Kentucky official says Democratic primary results stand

Washington (CNN)Kentucky Secretary of State Alison Lundergan Grimes said Thursday the state's Democratic primary results remain unchanged following a complete re-canvassing of the totals, requested by Bernie Sanders presidential campaign.

"A statewide recanvass of the votes was conducted in the May 17 Democratic presidential primary election and the results did not change the outcome of the election," said a statement from Grimes' office. "The results remain unchanged from the totals certified by county boards of elections to the secretary of state last week, as required by law."
Sanders requested the re-canvass after rival Hillary Clinton narrowly won the Bluegrass State earlier this month.

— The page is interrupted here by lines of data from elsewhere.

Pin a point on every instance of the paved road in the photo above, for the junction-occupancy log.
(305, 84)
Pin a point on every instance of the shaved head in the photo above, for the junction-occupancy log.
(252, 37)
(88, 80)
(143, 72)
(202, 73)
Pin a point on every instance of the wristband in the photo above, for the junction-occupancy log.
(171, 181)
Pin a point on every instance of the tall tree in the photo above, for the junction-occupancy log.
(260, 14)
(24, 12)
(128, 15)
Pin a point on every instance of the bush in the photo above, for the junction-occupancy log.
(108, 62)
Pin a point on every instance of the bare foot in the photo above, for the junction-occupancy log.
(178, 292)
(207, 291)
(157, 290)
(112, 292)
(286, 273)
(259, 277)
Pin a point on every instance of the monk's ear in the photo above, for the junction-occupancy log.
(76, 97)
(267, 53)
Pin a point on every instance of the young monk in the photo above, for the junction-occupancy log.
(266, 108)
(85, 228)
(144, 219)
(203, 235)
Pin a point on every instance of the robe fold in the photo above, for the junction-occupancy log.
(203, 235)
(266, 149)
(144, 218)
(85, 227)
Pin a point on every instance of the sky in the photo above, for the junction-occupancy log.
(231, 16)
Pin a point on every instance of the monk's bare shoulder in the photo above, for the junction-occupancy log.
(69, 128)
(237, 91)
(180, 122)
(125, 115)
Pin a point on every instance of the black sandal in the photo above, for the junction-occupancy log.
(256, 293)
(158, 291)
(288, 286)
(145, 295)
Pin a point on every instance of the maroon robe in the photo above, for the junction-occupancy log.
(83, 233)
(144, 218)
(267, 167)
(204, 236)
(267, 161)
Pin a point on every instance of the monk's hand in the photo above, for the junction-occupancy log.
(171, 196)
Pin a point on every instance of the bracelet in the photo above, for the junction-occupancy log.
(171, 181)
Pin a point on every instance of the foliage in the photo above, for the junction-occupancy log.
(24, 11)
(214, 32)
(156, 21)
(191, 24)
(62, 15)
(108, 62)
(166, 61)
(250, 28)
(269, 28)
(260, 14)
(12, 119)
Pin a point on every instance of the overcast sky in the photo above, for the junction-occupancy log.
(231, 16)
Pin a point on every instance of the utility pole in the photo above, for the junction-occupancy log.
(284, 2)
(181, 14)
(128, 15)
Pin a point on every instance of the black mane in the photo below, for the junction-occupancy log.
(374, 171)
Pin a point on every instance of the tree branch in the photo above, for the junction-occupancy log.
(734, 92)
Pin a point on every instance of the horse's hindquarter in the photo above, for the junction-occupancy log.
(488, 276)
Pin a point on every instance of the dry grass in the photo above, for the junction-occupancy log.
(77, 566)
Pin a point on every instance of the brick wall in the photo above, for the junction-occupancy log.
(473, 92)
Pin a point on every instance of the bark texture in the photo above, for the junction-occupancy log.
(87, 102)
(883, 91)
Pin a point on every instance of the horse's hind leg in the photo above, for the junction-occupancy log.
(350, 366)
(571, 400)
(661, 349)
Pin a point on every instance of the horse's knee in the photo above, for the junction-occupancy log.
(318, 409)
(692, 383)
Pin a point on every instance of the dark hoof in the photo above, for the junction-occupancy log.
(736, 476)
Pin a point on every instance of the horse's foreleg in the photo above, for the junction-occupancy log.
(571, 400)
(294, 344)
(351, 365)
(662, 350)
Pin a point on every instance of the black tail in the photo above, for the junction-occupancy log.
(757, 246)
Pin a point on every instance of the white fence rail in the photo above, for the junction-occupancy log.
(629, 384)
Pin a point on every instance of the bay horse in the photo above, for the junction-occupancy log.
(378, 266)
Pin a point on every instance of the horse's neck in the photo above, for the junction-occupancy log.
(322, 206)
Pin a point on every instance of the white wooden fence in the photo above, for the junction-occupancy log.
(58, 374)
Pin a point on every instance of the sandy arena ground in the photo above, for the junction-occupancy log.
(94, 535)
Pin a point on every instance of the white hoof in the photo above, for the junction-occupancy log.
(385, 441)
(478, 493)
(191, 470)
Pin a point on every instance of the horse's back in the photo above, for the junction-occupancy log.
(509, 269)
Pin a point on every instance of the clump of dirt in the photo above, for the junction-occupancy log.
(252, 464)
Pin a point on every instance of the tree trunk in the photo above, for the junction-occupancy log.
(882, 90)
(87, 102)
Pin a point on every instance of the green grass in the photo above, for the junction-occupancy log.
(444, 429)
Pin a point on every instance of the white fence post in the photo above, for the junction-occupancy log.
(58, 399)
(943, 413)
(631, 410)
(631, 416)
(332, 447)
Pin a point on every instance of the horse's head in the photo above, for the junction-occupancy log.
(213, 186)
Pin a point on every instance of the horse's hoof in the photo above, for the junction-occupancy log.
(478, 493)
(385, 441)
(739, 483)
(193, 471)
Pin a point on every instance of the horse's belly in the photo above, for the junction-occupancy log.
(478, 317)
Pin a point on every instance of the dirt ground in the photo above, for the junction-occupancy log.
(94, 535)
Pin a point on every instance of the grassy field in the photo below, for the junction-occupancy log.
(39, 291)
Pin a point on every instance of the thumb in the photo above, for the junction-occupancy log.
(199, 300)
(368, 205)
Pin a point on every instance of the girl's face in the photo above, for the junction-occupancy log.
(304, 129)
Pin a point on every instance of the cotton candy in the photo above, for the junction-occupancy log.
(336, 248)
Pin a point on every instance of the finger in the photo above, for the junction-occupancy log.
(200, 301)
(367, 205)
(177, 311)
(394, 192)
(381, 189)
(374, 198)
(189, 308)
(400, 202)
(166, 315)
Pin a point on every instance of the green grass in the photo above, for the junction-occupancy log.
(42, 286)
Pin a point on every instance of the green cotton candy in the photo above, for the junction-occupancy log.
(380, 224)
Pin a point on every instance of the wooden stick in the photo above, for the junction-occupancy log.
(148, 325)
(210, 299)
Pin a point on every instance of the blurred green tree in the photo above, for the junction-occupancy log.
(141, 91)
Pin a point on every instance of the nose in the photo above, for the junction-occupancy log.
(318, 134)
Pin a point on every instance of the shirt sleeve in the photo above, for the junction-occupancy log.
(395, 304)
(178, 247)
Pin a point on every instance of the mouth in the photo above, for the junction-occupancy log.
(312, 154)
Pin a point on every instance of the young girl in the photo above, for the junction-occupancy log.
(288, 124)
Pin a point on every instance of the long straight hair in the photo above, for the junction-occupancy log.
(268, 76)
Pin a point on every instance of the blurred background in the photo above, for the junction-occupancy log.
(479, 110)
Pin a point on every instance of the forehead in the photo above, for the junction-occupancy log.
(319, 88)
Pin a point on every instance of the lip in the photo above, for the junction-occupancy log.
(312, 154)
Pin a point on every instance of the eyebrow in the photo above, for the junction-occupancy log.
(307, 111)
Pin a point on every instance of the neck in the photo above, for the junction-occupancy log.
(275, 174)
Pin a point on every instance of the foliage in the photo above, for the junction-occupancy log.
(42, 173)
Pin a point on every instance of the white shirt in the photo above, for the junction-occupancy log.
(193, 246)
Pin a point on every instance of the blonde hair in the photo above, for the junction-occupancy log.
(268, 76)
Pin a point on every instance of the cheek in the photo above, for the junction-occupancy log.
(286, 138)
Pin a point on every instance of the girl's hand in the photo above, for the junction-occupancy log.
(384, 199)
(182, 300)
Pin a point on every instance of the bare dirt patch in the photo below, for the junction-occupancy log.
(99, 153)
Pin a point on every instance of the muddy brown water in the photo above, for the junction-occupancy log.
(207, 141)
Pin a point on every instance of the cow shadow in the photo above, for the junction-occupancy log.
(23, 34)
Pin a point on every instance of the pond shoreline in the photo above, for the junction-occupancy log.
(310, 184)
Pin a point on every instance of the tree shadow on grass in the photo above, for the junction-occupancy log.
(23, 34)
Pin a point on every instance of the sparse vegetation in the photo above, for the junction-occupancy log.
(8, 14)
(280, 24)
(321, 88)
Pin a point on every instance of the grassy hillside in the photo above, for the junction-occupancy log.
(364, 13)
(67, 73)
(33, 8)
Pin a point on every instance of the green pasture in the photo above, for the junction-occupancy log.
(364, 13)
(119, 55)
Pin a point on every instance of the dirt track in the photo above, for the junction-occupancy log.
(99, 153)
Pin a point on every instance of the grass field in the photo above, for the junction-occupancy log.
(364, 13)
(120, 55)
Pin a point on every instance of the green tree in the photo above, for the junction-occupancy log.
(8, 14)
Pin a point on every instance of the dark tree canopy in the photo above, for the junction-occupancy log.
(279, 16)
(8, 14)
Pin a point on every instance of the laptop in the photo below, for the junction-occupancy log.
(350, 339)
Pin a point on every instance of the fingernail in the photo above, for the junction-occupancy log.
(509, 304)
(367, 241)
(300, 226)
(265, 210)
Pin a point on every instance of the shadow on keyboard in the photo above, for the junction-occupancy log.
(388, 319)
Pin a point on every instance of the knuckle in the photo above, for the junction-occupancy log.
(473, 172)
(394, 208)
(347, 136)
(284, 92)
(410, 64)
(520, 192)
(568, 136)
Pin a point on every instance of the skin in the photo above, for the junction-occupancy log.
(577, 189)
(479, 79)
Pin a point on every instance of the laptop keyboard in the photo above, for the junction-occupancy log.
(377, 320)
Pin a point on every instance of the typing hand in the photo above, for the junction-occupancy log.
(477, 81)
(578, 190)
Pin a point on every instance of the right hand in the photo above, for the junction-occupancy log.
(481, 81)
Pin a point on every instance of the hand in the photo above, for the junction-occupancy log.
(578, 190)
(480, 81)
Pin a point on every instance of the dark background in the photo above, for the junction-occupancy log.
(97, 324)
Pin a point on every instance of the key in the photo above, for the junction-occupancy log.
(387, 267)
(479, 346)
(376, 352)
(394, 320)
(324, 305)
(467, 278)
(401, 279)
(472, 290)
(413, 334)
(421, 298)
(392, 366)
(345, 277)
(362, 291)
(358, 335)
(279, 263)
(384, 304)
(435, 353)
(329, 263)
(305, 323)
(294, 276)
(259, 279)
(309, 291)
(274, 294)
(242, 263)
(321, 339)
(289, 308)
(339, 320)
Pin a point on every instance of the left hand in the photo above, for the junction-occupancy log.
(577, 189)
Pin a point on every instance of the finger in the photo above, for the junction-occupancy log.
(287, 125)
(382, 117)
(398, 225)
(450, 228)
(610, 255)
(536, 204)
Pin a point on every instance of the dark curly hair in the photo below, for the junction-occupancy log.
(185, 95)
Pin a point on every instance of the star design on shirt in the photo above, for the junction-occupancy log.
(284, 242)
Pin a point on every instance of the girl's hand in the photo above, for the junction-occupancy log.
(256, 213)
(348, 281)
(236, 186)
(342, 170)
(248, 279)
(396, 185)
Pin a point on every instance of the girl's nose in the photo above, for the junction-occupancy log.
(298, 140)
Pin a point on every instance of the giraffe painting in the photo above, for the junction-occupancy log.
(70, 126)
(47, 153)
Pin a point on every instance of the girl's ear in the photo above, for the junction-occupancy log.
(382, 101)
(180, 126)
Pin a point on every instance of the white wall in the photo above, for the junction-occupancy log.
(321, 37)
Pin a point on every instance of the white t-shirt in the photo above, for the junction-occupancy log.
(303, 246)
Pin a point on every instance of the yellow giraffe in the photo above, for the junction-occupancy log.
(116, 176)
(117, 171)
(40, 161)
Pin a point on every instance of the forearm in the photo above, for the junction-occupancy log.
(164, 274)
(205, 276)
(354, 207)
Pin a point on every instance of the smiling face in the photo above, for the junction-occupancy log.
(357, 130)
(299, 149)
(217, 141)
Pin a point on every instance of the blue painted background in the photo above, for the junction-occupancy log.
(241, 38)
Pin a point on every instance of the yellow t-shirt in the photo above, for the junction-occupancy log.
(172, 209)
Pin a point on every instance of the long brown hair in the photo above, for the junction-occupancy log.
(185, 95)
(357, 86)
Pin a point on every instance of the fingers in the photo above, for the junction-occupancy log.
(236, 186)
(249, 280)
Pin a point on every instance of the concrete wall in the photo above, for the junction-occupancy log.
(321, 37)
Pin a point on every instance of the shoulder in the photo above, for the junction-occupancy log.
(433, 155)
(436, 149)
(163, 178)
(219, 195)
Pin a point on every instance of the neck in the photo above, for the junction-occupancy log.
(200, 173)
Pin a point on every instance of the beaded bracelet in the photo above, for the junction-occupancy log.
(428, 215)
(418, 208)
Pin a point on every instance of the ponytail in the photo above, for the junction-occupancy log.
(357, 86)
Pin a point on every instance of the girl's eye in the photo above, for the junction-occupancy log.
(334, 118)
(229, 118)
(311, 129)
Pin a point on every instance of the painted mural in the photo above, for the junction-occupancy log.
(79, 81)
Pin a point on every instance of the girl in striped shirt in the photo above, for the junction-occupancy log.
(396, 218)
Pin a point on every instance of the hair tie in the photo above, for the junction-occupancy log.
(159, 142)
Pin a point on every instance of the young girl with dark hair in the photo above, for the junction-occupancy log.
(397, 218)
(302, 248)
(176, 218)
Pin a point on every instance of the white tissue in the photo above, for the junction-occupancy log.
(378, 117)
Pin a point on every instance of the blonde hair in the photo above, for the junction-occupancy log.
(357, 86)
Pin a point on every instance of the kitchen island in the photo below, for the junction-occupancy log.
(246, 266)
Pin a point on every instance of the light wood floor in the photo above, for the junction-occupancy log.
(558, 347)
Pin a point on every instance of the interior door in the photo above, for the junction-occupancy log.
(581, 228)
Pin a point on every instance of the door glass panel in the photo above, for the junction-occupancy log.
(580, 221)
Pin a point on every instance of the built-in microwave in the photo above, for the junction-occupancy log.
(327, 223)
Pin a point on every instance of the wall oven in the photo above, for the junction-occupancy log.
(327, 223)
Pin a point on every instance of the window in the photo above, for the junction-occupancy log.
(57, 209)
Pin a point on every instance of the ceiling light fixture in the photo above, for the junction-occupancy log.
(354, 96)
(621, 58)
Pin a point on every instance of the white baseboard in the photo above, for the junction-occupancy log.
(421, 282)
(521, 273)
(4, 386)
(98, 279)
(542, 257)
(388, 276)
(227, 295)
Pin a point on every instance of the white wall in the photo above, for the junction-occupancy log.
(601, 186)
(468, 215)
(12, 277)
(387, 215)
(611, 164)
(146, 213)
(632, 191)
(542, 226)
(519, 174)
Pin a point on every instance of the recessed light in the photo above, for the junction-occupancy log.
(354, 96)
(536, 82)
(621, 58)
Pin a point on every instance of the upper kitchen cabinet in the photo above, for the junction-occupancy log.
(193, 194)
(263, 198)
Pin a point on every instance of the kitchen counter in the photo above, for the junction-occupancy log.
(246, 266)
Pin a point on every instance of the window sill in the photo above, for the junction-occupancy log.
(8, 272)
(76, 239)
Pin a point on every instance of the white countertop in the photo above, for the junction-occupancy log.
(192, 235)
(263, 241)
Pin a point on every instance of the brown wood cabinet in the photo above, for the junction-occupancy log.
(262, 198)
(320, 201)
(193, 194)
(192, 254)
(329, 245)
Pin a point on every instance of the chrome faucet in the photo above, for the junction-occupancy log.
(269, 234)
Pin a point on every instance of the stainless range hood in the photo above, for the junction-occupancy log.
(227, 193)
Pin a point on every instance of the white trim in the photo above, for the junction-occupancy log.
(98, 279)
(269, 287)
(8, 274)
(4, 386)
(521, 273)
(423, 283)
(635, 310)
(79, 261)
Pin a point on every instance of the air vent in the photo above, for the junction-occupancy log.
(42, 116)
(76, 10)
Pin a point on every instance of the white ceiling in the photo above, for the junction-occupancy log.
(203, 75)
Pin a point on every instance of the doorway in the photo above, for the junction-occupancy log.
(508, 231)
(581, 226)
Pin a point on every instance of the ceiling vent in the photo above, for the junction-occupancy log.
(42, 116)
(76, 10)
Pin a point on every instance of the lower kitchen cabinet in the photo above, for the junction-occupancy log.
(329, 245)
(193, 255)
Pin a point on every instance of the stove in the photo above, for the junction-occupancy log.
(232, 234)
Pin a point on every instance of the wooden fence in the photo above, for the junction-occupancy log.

    He signed the request Tuesday morning, according to spokesman Michael Briggs, which read: "Pursuant to KY statute (KRS 117.305) I hereby request a full and complete re-canvass of every one of the voting machines and absentee ballots in all precincts and all 120 counties involving the primary."
    Clinton's lead was by 1,923 votes, according to the Grimes' office -- with 46.8% of the vote to Sanders' 46.3%. Clinton won 28 delegates to Sanders' 27.
    Grimes, a Democrat and vocal Clinton supporter, said in a tweet that county boards of elections would gather at 9 a.m. on Thursday to begin the re-canvass.
    A senior Sanders adviser said the campaign has no specific reason to believe anything was miscounted, but is just checking to be sure since the race was so close. The campaign is not pointing to any specific county or precinct they see as being wrong or suspicious in Kentucky.
    "We aren't looking anywhere in particular -- we are simply making sure everything was counted and it was all added up correctly," a Sanders adviser says, noting that "how a couple transposed numbers can change the count."
    Sanders supporters online have been calling for a recount, and the margin is narrow enough that the law allows for it.
    Clinton's campaign is aware of Sanders' request to re-canvass but said is has no plans to try to stop it, even if it could.
    "They have been all over the map," a Clinton aide said of the Sanders camp, adding that going forward with a re-canvass is a "decision he has got to make."
    The Clinton aide suggested that Sanders was doing this, in part, to fundraise off the issue, a point the Sanders camp disputed.
    "It's still morning here in California and they're already saying things that are not true," Briggs said in a statement.
    Sanders has an extremely narrow path to the Democratic nomination, which rests largely on winning a majority of pledged delegates and then convincing superdelegates backing Clinton to switch sides. Sanders needs more delegates to clinch the nomination, 856, than are available in the remaining contests, 781.